Four Covid19 Failures – and why a health response alone won’t solve our crisis

Covid19 has shown that a health response alone won’t solve our current crisis. We need to focus on the big picture: political, governance, financing, and civic space issues.

Covid has not only exposed many health and development challenges, it has also exposed political and governance failures.

The clearest evidence of these failures is that there are over 43 million recorded infections, in every single country in the world, and over one million deaths (1) that could have been prevented, many also in the most advanced economies and democracies.

Although the impact of these failures is currently most evident and debated in global health, the same failures are impacting many other global issues as well, including climate change.

In this article, I outline why we need to focus on the big picture to resolve our current crisis, and why politics, governance, financing, and civic space should be front and centre of our response.

The failure of politics

Over the past decade, we have seen a sharp rise nationalism, and in parallel also rising inequality – also in the most advanced economies and democracies.

For global health and development, nationalism and inequality has recently been most evident in erratic border closures, bilateral deals for and hoarding of Covid19 protective equipment (PPE), and advance vaccine purchases.

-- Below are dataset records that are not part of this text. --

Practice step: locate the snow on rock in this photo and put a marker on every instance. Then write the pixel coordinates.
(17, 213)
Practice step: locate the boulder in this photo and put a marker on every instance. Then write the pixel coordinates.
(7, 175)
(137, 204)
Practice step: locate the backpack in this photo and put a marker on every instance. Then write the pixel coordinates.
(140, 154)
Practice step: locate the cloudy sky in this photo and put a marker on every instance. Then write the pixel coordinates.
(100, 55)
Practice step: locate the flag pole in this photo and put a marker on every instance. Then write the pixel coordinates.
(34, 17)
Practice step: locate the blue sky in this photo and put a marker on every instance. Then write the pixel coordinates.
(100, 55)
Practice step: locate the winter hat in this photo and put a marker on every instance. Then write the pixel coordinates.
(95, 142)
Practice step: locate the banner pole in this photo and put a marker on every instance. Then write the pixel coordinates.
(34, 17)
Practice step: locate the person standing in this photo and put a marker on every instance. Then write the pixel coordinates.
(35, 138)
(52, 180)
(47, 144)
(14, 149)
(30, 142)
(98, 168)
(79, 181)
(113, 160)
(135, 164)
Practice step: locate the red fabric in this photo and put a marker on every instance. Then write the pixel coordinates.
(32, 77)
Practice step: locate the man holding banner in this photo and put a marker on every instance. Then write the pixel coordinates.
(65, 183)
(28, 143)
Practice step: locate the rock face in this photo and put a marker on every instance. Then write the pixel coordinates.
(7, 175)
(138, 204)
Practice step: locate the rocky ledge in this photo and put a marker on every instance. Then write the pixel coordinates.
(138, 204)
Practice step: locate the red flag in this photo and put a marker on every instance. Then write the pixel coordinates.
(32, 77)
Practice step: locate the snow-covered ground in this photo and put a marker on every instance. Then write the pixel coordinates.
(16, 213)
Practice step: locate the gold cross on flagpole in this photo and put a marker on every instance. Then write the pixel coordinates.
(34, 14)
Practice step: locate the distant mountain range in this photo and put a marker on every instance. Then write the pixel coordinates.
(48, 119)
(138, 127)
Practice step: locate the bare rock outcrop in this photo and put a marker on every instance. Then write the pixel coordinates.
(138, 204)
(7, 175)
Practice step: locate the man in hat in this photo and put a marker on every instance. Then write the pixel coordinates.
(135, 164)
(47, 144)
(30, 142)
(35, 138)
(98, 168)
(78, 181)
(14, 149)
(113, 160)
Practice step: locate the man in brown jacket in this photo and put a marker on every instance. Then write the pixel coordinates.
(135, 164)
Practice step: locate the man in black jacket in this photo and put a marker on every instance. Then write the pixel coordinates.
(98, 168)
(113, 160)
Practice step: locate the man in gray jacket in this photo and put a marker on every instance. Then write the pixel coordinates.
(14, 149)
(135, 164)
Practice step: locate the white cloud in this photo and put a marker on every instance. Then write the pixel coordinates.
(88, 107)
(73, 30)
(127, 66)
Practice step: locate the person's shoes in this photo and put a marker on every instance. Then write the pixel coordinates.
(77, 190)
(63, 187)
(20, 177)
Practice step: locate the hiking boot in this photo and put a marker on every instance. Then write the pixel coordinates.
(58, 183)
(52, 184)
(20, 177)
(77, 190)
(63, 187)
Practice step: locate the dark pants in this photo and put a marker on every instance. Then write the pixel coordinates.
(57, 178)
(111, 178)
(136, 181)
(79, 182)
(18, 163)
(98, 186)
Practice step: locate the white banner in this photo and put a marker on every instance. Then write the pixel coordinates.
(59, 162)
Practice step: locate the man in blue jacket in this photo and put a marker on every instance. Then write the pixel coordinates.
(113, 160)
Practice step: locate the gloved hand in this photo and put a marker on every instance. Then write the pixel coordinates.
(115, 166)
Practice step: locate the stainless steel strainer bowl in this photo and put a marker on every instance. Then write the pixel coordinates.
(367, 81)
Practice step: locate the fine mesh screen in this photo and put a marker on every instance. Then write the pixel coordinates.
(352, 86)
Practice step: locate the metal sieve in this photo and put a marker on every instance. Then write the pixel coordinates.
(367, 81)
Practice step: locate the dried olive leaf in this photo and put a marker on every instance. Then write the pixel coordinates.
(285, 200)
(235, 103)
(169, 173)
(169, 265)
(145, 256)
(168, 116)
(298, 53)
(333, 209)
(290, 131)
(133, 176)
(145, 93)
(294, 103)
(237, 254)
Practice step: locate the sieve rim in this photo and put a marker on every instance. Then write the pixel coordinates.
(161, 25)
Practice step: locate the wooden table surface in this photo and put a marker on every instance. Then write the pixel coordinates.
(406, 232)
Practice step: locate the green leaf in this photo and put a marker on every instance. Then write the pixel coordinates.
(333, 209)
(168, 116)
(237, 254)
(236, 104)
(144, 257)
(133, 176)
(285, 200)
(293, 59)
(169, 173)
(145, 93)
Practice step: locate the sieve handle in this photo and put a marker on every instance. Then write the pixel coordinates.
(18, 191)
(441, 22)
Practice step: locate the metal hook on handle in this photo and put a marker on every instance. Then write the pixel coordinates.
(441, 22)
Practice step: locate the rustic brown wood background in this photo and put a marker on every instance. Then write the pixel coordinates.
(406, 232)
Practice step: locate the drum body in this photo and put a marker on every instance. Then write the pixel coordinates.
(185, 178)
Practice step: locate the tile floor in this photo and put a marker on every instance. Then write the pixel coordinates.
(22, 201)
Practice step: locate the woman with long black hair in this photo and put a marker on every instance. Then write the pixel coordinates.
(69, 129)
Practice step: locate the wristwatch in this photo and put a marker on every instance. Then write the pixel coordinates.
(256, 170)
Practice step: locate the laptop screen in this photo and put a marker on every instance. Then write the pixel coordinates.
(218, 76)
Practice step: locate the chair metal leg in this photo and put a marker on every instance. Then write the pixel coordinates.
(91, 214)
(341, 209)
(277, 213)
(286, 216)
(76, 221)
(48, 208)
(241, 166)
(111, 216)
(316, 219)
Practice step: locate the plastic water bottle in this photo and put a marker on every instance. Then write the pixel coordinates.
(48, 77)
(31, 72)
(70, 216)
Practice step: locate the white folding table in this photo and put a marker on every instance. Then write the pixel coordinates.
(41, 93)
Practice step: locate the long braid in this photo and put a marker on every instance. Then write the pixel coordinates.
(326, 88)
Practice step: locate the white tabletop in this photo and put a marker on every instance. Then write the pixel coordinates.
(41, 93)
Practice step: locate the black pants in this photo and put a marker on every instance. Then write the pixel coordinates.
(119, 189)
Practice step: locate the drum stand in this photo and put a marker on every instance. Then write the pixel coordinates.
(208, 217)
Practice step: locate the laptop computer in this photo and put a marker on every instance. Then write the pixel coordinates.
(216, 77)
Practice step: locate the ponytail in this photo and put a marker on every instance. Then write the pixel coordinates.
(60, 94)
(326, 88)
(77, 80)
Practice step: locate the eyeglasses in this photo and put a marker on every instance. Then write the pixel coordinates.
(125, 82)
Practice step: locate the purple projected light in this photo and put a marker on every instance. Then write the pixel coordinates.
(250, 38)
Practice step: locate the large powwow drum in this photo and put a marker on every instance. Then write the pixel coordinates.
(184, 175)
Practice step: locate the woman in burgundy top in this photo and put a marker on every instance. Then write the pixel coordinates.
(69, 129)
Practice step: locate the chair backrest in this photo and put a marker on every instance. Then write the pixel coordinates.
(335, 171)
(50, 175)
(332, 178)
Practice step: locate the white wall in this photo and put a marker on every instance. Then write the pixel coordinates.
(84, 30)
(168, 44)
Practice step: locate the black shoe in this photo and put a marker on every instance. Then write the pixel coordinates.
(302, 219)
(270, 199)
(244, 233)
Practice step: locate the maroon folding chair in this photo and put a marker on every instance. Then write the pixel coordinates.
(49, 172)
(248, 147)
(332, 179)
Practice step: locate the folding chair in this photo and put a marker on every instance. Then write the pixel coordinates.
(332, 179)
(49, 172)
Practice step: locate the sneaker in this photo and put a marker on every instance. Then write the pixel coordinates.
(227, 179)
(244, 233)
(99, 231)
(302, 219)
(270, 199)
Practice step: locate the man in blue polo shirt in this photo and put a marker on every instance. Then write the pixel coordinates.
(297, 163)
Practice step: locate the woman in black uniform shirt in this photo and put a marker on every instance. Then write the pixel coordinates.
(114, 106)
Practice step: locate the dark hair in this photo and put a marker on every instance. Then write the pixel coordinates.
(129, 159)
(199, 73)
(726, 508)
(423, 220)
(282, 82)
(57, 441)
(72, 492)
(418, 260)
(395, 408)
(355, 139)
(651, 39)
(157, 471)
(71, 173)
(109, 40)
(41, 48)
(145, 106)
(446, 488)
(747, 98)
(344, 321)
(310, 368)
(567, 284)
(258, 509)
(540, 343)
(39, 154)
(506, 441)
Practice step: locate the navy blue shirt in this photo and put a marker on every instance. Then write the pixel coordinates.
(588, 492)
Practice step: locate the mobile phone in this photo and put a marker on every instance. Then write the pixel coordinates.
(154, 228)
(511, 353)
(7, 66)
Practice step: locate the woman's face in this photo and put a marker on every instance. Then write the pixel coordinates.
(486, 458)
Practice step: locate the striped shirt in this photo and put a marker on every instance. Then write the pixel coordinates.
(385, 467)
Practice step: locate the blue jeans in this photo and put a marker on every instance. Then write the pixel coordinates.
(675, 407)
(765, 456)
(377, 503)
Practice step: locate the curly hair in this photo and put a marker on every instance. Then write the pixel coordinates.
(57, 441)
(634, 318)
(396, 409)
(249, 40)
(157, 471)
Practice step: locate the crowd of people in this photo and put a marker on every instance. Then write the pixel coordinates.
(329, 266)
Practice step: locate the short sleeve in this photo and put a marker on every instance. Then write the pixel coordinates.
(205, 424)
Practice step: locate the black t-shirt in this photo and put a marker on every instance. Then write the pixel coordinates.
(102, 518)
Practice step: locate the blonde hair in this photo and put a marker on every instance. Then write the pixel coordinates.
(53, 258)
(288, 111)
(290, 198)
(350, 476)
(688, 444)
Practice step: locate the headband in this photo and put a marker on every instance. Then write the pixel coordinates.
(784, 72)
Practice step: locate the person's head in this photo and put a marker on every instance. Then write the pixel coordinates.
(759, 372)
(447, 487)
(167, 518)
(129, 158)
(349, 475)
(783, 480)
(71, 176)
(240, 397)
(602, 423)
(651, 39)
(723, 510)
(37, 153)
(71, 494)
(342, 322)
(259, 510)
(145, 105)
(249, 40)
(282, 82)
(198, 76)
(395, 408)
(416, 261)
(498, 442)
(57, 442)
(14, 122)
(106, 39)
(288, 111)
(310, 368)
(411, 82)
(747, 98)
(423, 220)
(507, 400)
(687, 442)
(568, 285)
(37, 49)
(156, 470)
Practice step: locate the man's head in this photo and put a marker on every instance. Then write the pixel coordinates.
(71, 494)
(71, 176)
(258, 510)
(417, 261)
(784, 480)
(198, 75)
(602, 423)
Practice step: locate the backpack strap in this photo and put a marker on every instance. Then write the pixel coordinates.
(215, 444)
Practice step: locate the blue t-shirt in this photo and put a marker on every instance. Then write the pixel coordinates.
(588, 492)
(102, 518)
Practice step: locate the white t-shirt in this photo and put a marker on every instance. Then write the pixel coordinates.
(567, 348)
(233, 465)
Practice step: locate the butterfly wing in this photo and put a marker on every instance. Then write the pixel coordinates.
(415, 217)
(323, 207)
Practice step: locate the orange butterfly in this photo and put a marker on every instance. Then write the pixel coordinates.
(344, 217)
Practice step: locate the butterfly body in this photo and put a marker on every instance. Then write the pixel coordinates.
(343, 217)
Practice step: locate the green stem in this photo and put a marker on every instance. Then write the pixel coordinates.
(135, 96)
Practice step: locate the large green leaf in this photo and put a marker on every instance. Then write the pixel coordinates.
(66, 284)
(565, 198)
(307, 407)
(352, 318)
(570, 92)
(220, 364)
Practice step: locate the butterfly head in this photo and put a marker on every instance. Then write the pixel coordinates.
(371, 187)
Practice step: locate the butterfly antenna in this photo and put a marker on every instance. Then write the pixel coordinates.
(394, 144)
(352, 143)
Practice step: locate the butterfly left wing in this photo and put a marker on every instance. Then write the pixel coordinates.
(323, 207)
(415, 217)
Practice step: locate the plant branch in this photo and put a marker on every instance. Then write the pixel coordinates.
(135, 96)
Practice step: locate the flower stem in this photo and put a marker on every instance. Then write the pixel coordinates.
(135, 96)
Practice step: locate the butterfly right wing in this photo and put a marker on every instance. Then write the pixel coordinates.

The UN just published data this week that rich countries have purchased 100 times more equipment for Covid19 than poor countries. (2)

The result is that those who need support most are being placed at the very end of the line.

Another sign of nationalism is that some key countries have stepped out of multilateralism and collaboration – most notably the US, which is leaving WHO.

These political trends of rising inequalities and nationalism have been there before Covid19, but Covid19 has laid bare where we’re are at when it’s not just about rhetoric, but making actual decisions on who gets limited resources.

The failure of governance

Covid19 has again raised the question whether institutions and collaboration across national borders are strong enough.

Do we have coherent and timely policies (e.g. to respond to a pandemic, which jumps across borders)? Are we focusing on where action is needed (e.g. countries with most cases and weakest health systems to contain and cope)?

The problem we face is that health is primarily still organised and funded nationally (public health), and the primary responsibility of states is towards their citizens.

But Covid19 has again shown how a disease doesn’t care about or work with borders, and our lives are not contained within the borders of nation states anymore either.

This means that every weak health system in ANY country is a threat to the health in OUR country.

Global responses can only be coordinated through global health, using multilateral institutions – which are, however, chronically underfunded. The WHO budget of around US$2.5 billion p.a. (US$ 4.84 billion for 2020-21) is less than the budget of Geneva’s university hospital (3), or around 3% of Disneyland’s annual budget (US$ 69.7 billion in 2019). (4)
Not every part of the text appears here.